La production et la transformation du sirop d’érable

La production de sirop d’érable: tout un art!

Chaque érablière produit un sirop d’érable au goût unique. Un goût qui dépend notamment de la composition de la sève, du moment de l’année où elle est récoltée et de sa conservation, en plus du type d’évaporateur utilisé, puis d’une foule d’autres détails, qui deviennent autant de touches personnelles de l’acériculteur qui le rendent fier de la qualité de son œuvre sucrée.

La récolte de l’eau d’érable

L’eau d’érable, c’est la sève de l’arbre du même nom, que l’on réduit par évaporation pour obtenir du sirop. La température extérieure idéale pour faire monter la sève et ainsi pouvoir récolter l’eau d’érable est de 0 degré Celsius et plus durant la journée, avec des nuits plus froides. L’alternance de gel et de dégel typique des conditions printanières au Québec contribue aussi grandement à faire monter la sève.
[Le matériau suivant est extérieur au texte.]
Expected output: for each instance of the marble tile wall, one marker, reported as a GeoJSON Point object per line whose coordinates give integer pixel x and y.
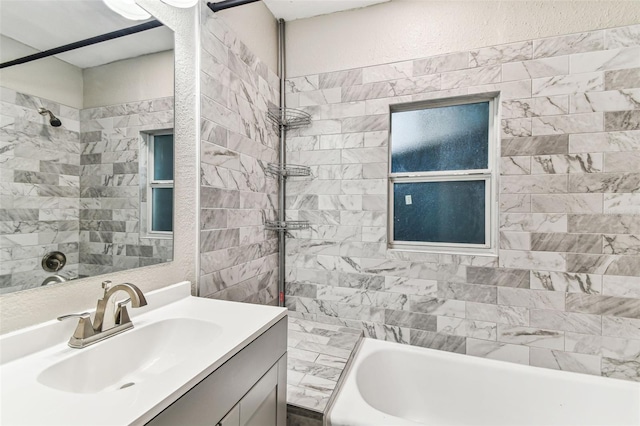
{"type": "Point", "coordinates": [113, 186]}
{"type": "Point", "coordinates": [39, 189]}
{"type": "Point", "coordinates": [564, 292]}
{"type": "Point", "coordinates": [239, 258]}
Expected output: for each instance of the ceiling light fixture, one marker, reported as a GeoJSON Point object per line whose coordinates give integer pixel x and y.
{"type": "Point", "coordinates": [130, 10]}
{"type": "Point", "coordinates": [181, 3]}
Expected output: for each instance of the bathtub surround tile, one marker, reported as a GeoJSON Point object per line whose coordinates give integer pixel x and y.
{"type": "Point", "coordinates": [565, 164]}
{"type": "Point", "coordinates": [500, 54]}
{"type": "Point", "coordinates": [566, 282]}
{"type": "Point", "coordinates": [622, 120]}
{"type": "Point", "coordinates": [528, 336]}
{"type": "Point", "coordinates": [499, 351]}
{"type": "Point", "coordinates": [531, 299]}
{"type": "Point", "coordinates": [567, 84]}
{"type": "Point", "coordinates": [536, 107]}
{"type": "Point", "coordinates": [568, 223]}
{"type": "Point", "coordinates": [498, 314]}
{"type": "Point", "coordinates": [438, 64]}
{"type": "Point", "coordinates": [621, 79]}
{"type": "Point", "coordinates": [537, 145]}
{"type": "Point", "coordinates": [621, 286]}
{"type": "Point", "coordinates": [546, 67]}
{"type": "Point", "coordinates": [566, 321]}
{"type": "Point", "coordinates": [621, 369]}
{"type": "Point", "coordinates": [574, 43]}
{"type": "Point", "coordinates": [612, 100]}
{"type": "Point", "coordinates": [443, 342]}
{"type": "Point", "coordinates": [471, 77]}
{"type": "Point", "coordinates": [605, 60]}
{"type": "Point", "coordinates": [626, 328]}
{"type": "Point", "coordinates": [467, 328]}
{"type": "Point", "coordinates": [237, 256]}
{"type": "Point", "coordinates": [603, 264]}
{"type": "Point", "coordinates": [562, 124]}
{"type": "Point", "coordinates": [560, 360]}
{"type": "Point", "coordinates": [603, 305]}
{"type": "Point", "coordinates": [605, 142]}
{"type": "Point", "coordinates": [409, 319]}
{"type": "Point", "coordinates": [611, 347]}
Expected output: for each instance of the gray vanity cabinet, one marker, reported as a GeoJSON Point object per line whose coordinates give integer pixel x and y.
{"type": "Point", "coordinates": [247, 390]}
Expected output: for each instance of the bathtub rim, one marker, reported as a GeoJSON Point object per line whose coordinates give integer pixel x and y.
{"type": "Point", "coordinates": [345, 372]}
{"type": "Point", "coordinates": [367, 346]}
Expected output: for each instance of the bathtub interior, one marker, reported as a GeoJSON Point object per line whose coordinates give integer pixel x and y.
{"type": "Point", "coordinates": [426, 386]}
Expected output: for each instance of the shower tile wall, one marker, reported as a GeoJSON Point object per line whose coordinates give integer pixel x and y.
{"type": "Point", "coordinates": [112, 229]}
{"type": "Point", "coordinates": [564, 292]}
{"type": "Point", "coordinates": [74, 188]}
{"type": "Point", "coordinates": [39, 189]}
{"type": "Point", "coordinates": [238, 257]}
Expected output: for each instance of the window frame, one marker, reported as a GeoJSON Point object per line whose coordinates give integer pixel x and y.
{"type": "Point", "coordinates": [489, 175]}
{"type": "Point", "coordinates": [152, 184]}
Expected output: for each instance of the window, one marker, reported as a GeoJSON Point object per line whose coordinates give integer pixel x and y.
{"type": "Point", "coordinates": [160, 184]}
{"type": "Point", "coordinates": [441, 176]}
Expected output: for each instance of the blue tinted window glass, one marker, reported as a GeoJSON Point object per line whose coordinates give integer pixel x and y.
{"type": "Point", "coordinates": [162, 209]}
{"type": "Point", "coordinates": [163, 157]}
{"type": "Point", "coordinates": [439, 212]}
{"type": "Point", "coordinates": [437, 139]}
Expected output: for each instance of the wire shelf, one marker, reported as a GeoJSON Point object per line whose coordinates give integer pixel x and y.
{"type": "Point", "coordinates": [288, 170]}
{"type": "Point", "coordinates": [288, 117]}
{"type": "Point", "coordinates": [288, 225]}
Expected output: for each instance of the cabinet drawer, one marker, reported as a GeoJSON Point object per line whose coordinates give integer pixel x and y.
{"type": "Point", "coordinates": [211, 399]}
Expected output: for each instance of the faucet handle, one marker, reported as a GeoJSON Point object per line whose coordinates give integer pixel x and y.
{"type": "Point", "coordinates": [80, 315]}
{"type": "Point", "coordinates": [84, 328]}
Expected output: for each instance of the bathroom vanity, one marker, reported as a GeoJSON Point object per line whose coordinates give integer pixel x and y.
{"type": "Point", "coordinates": [187, 360]}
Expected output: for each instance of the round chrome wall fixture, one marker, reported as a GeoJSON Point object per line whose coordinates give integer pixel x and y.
{"type": "Point", "coordinates": [54, 261]}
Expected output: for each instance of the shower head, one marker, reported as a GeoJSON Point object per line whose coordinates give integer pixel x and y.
{"type": "Point", "coordinates": [53, 120]}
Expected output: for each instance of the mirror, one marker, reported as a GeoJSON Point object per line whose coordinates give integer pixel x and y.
{"type": "Point", "coordinates": [86, 144]}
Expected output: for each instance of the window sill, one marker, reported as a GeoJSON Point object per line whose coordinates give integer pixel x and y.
{"type": "Point", "coordinates": [447, 251]}
{"type": "Point", "coordinates": [158, 236]}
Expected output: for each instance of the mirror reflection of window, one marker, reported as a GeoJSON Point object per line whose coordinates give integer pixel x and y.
{"type": "Point", "coordinates": [75, 169]}
{"type": "Point", "coordinates": [161, 183]}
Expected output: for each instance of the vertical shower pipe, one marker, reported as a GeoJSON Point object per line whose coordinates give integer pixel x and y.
{"type": "Point", "coordinates": [282, 232]}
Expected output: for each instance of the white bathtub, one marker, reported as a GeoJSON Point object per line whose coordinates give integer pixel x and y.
{"type": "Point", "coordinates": [392, 384]}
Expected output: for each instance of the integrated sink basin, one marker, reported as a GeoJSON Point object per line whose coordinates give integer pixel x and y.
{"type": "Point", "coordinates": [129, 378]}
{"type": "Point", "coordinates": [132, 357]}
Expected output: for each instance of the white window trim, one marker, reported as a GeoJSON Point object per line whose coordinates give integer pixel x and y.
{"type": "Point", "coordinates": [152, 184]}
{"type": "Point", "coordinates": [489, 175]}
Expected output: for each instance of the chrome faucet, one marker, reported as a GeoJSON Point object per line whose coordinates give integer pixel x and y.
{"type": "Point", "coordinates": [108, 320]}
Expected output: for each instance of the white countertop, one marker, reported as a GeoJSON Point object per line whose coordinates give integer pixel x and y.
{"type": "Point", "coordinates": [26, 353]}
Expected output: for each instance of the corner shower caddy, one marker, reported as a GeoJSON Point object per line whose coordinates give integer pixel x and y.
{"type": "Point", "coordinates": [284, 119]}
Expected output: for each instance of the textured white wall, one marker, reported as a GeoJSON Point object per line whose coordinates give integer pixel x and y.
{"type": "Point", "coordinates": [409, 29]}
{"type": "Point", "coordinates": [48, 78]}
{"type": "Point", "coordinates": [33, 306]}
{"type": "Point", "coordinates": [256, 27]}
{"type": "Point", "coordinates": [129, 80]}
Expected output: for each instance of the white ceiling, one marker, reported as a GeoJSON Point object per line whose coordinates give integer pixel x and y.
{"type": "Point", "coordinates": [298, 9]}
{"type": "Point", "coordinates": [45, 24]}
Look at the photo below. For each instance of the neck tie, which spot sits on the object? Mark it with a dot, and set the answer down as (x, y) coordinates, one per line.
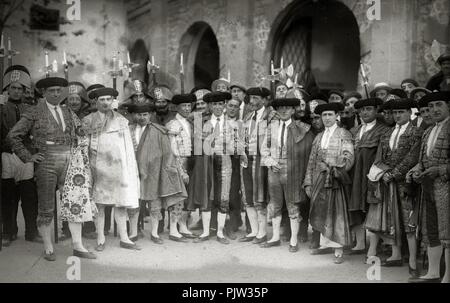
(17, 112)
(58, 117)
(394, 146)
(282, 139)
(253, 123)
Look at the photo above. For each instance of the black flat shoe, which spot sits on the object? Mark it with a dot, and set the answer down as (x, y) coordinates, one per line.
(392, 263)
(323, 251)
(246, 239)
(189, 236)
(156, 240)
(201, 239)
(222, 240)
(259, 240)
(100, 247)
(293, 248)
(132, 246)
(413, 272)
(84, 255)
(270, 244)
(420, 280)
(178, 239)
(49, 257)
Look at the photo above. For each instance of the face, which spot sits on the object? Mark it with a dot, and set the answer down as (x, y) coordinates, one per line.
(426, 115)
(233, 107)
(217, 108)
(54, 94)
(201, 106)
(237, 94)
(139, 98)
(15, 91)
(351, 102)
(281, 91)
(419, 95)
(408, 87)
(104, 103)
(388, 116)
(74, 102)
(329, 118)
(222, 87)
(161, 106)
(316, 122)
(142, 118)
(368, 113)
(401, 116)
(445, 67)
(285, 112)
(382, 94)
(184, 109)
(334, 98)
(439, 110)
(256, 102)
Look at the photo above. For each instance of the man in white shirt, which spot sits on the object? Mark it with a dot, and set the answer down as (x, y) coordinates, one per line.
(285, 150)
(180, 133)
(433, 172)
(254, 174)
(366, 138)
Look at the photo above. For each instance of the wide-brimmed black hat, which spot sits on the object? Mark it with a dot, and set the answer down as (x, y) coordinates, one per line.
(368, 102)
(183, 98)
(335, 106)
(104, 91)
(51, 81)
(217, 97)
(285, 102)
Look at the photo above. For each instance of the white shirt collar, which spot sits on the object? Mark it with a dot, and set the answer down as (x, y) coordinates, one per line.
(404, 126)
(51, 106)
(332, 128)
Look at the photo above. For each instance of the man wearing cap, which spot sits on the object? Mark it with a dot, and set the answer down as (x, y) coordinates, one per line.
(54, 130)
(232, 112)
(254, 174)
(441, 81)
(161, 174)
(220, 85)
(398, 152)
(162, 96)
(136, 93)
(433, 172)
(327, 182)
(350, 118)
(285, 149)
(17, 176)
(113, 162)
(335, 96)
(381, 90)
(366, 139)
(219, 147)
(181, 134)
(238, 93)
(408, 85)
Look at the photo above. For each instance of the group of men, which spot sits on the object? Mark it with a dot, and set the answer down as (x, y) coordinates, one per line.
(349, 167)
Pour récolter l’eau d’érable, l’entaillage des arbres débute dès le mois de janvier. Un trou de 7 mm de diamètre est percé, puis un chalumeau y est inséré pour recueillir l’eau. L’entaillage est un art: il faut notamment analyser l’endroit idéal pour percer l’arbre, savoir utiliser la bonne mèche pour faire un trou de qualité, qui assurera une belle étanchéité du réseau de collecte de l’eau d’érable et, par le fait même, une récolte maximale. L’eau d’érable contient de 2 % à 3 % de sucre. On dit qu’elle est à 2 ou à 3 degrés Brix.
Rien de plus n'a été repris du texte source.